Simple Diversification Rate Estimation

Comparing different constant-rate models of lineage diversification

Sebastian Höhna and Tracy Heath

Last modified on December 13, 2018

Estimating Constant Speciation & Extinction Rates


This tutorial describes how to specify basic branching-process models in RevBayes; two variants of the constant-rate birth-death process (Yule 1925; Kendall 1948; Thompson 1975; Nee et al. 1994; Rannala and Yang 1996; Yang and Rannala 1997; Höhna 2015). The probabilistic graphical model is given for each component of this tutorial. After each model is specified, you will estimate speciation and extinction rates using Markov chain Monte Carlo (MCMC). Finally, you will estimate the marginal likelihood of the model and evaluate the relative support using Bayes factors.

You should read first the Introduction to Diversification Rate Estimation tutorial, which explains the theory and gives some general overview of diversification rate estimation.

Pure-Birth (Yule) Model


Before evaluating the relative support for different models, we must first specify them in Rev. In this section, we will walk through specifying a pure-birth process model and estimating the marginal likelihood. The section about the birth-death process will be less detailed because it will build up on this section.

The simplest branching model is the pure-birth process described by Yule (1925). Under this model, we assume at any instant in time, every lineage has the same speciation rate, $\lambda$. In its simplest form, the speciation rate remains constant over time. As a result, the waiting time between speciation events is exponential, where the rate of the exponential distribution is the product of the number of extant lineages ($n$) at that time and the speciation rate: $n\lambda$ (Yule 1925; Aldous 2001; Höhna 2014). The pure-birth branching model does not allow for lineage extinction (i.e., the extinction rate $\mu=0$). However, the model depends on a second parameter, $\rho$, which is the probability of sampling a species in the present time. It also depends on the time of the start of the process, whether that is the origin time or root age. Therefore, the probabilistic graphical model of the pure-birth process is quite simple, where the observed time tree topology and node ages are conditional on the speciation rate, sampling probability, and root age ().
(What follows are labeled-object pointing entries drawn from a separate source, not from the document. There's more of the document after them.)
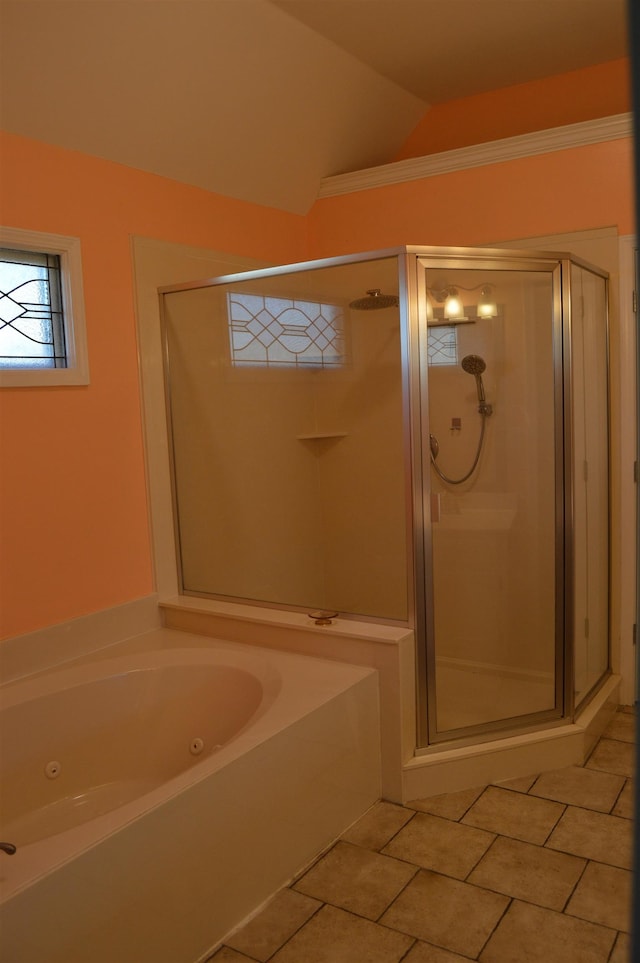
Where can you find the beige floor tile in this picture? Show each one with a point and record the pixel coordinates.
(520, 784)
(603, 895)
(427, 953)
(446, 912)
(452, 805)
(611, 755)
(588, 788)
(377, 826)
(439, 844)
(333, 936)
(622, 950)
(528, 872)
(606, 839)
(226, 955)
(539, 935)
(356, 879)
(622, 727)
(277, 922)
(514, 814)
(625, 804)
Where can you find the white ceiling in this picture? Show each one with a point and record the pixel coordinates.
(261, 99)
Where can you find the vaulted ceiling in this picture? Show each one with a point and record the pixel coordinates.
(261, 99)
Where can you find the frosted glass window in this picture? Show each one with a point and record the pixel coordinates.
(31, 319)
(269, 331)
(442, 345)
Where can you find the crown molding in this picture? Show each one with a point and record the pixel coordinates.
(493, 152)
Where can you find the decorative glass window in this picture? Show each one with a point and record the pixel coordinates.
(42, 334)
(442, 345)
(31, 319)
(269, 331)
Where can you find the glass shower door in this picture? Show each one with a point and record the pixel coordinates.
(491, 467)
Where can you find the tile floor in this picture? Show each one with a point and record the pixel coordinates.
(535, 870)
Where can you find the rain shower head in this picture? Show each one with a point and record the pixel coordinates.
(473, 364)
(375, 300)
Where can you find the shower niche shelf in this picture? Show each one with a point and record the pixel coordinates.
(322, 436)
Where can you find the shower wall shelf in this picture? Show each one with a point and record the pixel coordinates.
(322, 436)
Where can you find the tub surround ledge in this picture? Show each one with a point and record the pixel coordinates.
(387, 648)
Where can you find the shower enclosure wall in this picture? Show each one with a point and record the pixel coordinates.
(416, 436)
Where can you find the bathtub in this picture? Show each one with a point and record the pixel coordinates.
(157, 797)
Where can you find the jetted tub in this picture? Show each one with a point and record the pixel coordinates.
(158, 797)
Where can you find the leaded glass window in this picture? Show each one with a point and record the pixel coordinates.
(442, 345)
(31, 316)
(270, 331)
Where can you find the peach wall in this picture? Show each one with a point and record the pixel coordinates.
(569, 190)
(76, 454)
(74, 528)
(579, 95)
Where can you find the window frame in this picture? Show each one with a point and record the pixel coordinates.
(68, 250)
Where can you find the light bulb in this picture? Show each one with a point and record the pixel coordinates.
(453, 307)
(487, 308)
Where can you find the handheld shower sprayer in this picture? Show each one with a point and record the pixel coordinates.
(475, 365)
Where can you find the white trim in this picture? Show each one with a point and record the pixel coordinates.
(626, 389)
(493, 152)
(68, 249)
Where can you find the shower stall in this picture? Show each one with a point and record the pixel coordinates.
(416, 436)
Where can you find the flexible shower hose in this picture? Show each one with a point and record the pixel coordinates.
(458, 481)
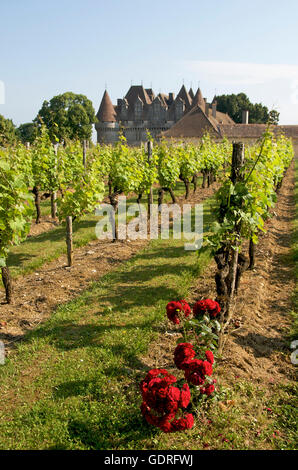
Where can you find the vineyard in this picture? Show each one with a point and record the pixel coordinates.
(137, 343)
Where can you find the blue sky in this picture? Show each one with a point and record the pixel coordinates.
(225, 46)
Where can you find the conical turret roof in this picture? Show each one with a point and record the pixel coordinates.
(183, 94)
(198, 99)
(106, 112)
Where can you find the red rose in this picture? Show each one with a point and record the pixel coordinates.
(207, 368)
(183, 354)
(162, 400)
(206, 306)
(184, 396)
(175, 307)
(209, 356)
(208, 390)
(194, 372)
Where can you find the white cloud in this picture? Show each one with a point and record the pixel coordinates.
(241, 73)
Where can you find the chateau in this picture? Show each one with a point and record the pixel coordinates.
(141, 111)
(186, 116)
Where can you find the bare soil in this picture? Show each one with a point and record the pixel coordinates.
(256, 346)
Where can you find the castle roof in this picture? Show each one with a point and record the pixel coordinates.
(134, 92)
(198, 99)
(193, 124)
(183, 94)
(106, 112)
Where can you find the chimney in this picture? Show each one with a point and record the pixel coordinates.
(245, 115)
(214, 109)
(171, 98)
(206, 107)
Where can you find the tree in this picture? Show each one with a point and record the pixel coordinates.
(235, 104)
(68, 117)
(7, 132)
(27, 132)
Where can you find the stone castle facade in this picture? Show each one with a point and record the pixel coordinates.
(184, 117)
(141, 111)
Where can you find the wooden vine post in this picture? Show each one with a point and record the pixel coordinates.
(69, 241)
(150, 194)
(6, 278)
(84, 153)
(54, 194)
(229, 263)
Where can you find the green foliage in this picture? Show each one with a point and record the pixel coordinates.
(8, 134)
(235, 104)
(15, 206)
(68, 117)
(27, 132)
(246, 204)
(86, 189)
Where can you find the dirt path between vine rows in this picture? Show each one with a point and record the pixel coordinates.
(256, 347)
(36, 295)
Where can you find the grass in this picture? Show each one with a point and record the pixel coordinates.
(73, 383)
(33, 253)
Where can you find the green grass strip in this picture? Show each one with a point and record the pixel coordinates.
(73, 382)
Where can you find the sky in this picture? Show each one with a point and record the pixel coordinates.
(85, 46)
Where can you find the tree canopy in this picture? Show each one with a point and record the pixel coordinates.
(27, 132)
(7, 132)
(67, 116)
(235, 104)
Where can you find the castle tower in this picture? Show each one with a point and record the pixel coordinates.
(198, 100)
(107, 126)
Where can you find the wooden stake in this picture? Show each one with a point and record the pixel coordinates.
(69, 241)
(6, 278)
(150, 195)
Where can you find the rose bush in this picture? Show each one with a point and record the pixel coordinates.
(162, 401)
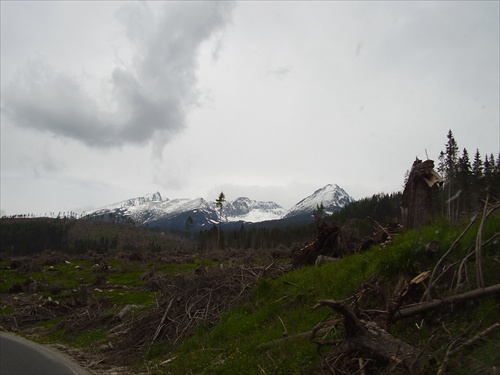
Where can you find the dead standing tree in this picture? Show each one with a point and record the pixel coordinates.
(417, 204)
The graphical model representation of the pure-birth (Yule) process. For more information about graphical model representations see Höhna et al. (2014).

We can add hierarchical structure to this model and account for uncertainty in the value of the speciation rate by placing a hyperprior on $\lambda$ (). The graphical models in and demonstrate the simplicity of the Yule model. Ultimately, the pure birth model is just a special case of the birth-death process, where the extinction rate (typically denoted $\mu$) is a constant node with the value 0.

The graphical model representation of the pure-birth (Yule) process, where the speciation rate is treated as a random variable drawn from a lognormal distribution.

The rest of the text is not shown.